Denmark is launching a tailored and targeted drive for 15 to 17 year-olds to get them into education or work. The Danish government plans to spend 1.25 billion Kroner (€170 million) over three years to see the plan through. But the Danish Confederation of Trade Unions says a threat to cut youth benefits is a slap in the face of the weakest families.
A majority of young Danes leaving compulsory education plan to enter higher education. Yet each year some 10,000 never get started or leave before they graduate. That’s why the government has presented 25 initiatives targeting young people, to boost their employment and education levels.
In his presentation of the youth plan, the Minister for Education, Bertel Haarder, said: “If we don’t target the passive young, we nurture future benefit dependency and future criminals, including gang members. Work, travel, apprenticeships or higher education can all help people mature, helping especially those who are fed up with school to return to education”.
The plan will strengthen youth education information offices, found in each of Denmark’s municipalities. These offices start targeting youth in their final years of secondary school. Aside from high school education, other areas to be looked at include employment, apprenticeships, folk high schools (adult education which does not grand academic degrees) or voluntary work. Municipal job centres will play a more active role in reaching young people tired with school. They might offer mentors, and there will be coaches watching out for them and intervening if they start loosing interest in their education or work.
Local Government Denmark (LGD), the municipalities’ main interest organisation, agrees there is a need to create a more permanent and targeted approach to reach some young people.
“But the solution doesn’t only rest with municipalities. Because one of the main problems with youth and education is the lack of apprenticeships. That’s why we also need to see the private sector living up to their responsibilities,” says Erik Nielsen, head of LGD’s labour market and business group.
All young people agree on a curriculum in cooperation with coaches, the young person themselves and parents. If they don’t stick to it, it could cost the family dearly. Parents risk loosing child support, which is being renamed youth benefit. Today the tax free benefit stands at 2.558 kroner (€340) every quarter.
The threat of removing the youth benefit has angered the Danish Confederation of Trade Unions and the Danish Association of Social Workers. They fear there is a great risk this will hit families with weak economies and low education levels the hardest.

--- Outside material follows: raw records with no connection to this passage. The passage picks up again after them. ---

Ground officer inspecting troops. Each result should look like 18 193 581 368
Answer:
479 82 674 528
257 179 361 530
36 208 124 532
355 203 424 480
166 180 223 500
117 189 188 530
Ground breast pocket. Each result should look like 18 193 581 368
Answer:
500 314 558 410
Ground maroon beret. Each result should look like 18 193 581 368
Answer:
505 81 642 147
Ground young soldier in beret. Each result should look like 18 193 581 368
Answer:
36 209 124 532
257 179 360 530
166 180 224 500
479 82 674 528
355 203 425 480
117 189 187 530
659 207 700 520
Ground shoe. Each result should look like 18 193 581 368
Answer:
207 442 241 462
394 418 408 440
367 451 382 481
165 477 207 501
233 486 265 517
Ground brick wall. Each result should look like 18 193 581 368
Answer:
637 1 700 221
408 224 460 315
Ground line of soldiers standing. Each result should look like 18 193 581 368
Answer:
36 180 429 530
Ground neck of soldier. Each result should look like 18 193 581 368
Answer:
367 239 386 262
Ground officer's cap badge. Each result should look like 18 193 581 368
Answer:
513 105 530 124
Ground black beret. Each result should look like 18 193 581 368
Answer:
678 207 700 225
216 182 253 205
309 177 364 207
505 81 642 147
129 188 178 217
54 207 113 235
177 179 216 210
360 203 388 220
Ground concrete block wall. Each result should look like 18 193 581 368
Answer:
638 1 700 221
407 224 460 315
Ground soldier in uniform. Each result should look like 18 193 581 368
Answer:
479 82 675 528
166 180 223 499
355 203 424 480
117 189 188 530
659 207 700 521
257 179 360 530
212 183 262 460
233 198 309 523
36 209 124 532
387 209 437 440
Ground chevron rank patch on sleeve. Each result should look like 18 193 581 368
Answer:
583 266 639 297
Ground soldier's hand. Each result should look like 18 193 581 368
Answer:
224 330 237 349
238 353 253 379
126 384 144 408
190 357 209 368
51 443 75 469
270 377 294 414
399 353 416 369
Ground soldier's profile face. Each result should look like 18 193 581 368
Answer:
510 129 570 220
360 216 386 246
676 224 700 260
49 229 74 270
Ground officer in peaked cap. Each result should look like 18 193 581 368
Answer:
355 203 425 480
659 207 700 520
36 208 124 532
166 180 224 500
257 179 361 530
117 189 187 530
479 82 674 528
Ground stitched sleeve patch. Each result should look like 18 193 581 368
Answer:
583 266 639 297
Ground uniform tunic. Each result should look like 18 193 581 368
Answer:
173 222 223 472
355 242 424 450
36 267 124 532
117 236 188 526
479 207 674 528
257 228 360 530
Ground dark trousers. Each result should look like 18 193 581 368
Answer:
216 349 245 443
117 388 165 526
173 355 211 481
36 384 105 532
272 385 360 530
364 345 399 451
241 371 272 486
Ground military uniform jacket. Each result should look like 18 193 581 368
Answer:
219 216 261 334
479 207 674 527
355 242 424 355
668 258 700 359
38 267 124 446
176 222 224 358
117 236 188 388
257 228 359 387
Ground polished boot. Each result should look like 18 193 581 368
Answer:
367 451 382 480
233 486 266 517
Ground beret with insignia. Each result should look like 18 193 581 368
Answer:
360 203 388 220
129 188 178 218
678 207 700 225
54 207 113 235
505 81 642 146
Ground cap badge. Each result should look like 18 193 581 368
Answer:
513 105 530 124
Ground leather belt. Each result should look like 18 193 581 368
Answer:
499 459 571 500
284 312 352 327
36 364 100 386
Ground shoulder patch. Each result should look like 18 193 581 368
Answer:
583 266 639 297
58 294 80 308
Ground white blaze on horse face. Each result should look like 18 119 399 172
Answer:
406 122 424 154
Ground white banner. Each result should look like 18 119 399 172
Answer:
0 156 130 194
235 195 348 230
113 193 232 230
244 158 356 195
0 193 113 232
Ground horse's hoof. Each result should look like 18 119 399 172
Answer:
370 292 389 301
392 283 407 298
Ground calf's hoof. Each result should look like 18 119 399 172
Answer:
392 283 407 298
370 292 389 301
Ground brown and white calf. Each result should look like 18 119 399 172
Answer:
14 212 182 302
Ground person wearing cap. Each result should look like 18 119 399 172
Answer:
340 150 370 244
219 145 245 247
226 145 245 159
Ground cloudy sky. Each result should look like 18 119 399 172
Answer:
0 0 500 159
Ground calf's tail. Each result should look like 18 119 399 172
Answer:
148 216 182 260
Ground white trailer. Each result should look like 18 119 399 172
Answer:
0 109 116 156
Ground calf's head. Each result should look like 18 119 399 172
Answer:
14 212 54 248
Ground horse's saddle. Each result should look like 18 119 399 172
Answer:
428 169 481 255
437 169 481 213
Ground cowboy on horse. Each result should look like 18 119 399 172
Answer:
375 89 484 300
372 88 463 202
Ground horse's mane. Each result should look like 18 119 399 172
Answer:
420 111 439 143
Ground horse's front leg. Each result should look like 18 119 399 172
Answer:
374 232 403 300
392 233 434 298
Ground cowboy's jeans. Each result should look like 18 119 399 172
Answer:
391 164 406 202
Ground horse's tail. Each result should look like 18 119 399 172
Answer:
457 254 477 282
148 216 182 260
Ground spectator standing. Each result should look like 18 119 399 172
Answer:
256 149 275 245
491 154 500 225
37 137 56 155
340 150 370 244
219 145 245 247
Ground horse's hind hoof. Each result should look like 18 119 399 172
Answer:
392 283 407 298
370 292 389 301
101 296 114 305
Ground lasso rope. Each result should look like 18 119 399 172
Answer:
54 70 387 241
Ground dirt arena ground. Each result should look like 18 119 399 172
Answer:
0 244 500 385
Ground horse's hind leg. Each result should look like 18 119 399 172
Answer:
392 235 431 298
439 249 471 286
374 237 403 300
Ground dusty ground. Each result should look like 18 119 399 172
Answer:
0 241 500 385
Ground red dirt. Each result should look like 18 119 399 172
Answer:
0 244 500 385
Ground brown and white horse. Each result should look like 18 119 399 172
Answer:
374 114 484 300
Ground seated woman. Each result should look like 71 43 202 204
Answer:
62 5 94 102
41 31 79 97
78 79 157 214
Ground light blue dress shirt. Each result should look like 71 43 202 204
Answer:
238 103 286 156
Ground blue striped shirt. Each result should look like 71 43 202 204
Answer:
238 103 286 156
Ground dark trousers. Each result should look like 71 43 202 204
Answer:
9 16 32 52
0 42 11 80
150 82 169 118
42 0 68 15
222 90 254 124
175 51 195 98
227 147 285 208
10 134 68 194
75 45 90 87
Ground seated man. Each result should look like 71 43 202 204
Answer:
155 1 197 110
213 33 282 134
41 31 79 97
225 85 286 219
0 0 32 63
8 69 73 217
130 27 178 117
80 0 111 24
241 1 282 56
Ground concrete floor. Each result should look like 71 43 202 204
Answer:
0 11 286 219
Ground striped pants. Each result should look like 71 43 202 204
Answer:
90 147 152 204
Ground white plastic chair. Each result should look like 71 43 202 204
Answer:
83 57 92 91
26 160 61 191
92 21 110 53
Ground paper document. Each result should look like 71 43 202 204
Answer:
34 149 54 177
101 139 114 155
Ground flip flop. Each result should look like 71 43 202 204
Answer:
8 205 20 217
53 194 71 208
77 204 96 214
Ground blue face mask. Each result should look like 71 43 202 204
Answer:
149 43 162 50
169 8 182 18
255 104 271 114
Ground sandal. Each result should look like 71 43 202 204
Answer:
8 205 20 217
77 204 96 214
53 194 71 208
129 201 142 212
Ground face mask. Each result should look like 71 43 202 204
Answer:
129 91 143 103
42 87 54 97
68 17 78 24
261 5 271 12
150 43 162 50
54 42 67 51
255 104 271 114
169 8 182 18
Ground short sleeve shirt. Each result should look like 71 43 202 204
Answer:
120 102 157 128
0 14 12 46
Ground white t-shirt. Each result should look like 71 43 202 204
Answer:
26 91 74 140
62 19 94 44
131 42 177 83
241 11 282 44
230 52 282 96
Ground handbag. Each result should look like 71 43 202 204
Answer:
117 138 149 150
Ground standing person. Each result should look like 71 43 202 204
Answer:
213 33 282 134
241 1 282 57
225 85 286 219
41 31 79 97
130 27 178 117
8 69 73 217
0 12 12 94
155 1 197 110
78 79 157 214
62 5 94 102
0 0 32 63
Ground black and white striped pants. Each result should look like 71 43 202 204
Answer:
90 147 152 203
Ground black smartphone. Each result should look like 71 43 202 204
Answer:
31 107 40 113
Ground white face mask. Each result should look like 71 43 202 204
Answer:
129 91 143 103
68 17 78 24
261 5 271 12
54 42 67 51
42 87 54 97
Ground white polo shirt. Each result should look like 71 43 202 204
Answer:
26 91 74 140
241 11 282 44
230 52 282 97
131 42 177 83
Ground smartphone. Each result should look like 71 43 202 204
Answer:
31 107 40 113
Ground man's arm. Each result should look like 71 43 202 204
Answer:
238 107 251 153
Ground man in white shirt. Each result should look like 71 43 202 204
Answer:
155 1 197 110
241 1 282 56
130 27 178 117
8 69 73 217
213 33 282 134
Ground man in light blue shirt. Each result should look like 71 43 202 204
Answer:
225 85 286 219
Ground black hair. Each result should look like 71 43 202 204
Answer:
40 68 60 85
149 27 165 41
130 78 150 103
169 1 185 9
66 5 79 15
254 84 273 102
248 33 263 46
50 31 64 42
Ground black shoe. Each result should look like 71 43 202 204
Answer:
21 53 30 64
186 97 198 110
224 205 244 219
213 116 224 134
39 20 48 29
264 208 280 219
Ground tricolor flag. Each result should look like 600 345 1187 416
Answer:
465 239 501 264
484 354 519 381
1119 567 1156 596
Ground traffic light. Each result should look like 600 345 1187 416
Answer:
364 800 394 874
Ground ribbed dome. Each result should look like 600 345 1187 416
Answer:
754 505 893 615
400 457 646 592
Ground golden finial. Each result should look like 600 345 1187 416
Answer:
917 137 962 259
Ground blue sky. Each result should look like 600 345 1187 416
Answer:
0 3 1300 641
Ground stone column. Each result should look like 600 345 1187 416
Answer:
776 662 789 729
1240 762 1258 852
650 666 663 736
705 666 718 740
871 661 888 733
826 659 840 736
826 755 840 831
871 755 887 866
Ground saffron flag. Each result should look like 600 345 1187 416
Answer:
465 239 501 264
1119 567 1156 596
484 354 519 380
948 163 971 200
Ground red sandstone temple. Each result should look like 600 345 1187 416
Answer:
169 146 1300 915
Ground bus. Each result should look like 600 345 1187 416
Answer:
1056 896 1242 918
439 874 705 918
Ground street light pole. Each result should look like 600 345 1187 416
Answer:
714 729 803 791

“The proposal is a slap in the face for many poor families. It is amazingly naïve to believe that by threatening to take people’s benefits away they will somehow find the resources to motivate their children to get an education or a job,” says Ejner Holst, Secretary for the Danish Confederation of Trade Unions.
The youth plan comes in the wake of a range of government initiatives published in September. It then allocated 1 billion Kroner (€1.3 million) to create 5,000 new apprenticeships within vocational training as one of several measures aimed at fighting unemployment and helping 18 to 30 year-olds into education or work.
Denmark’s government wants to increase its effort to get all young people into education and work, and to prevent a further increase in youth unemployment. As a result it has presented two so-called youth plans within one month.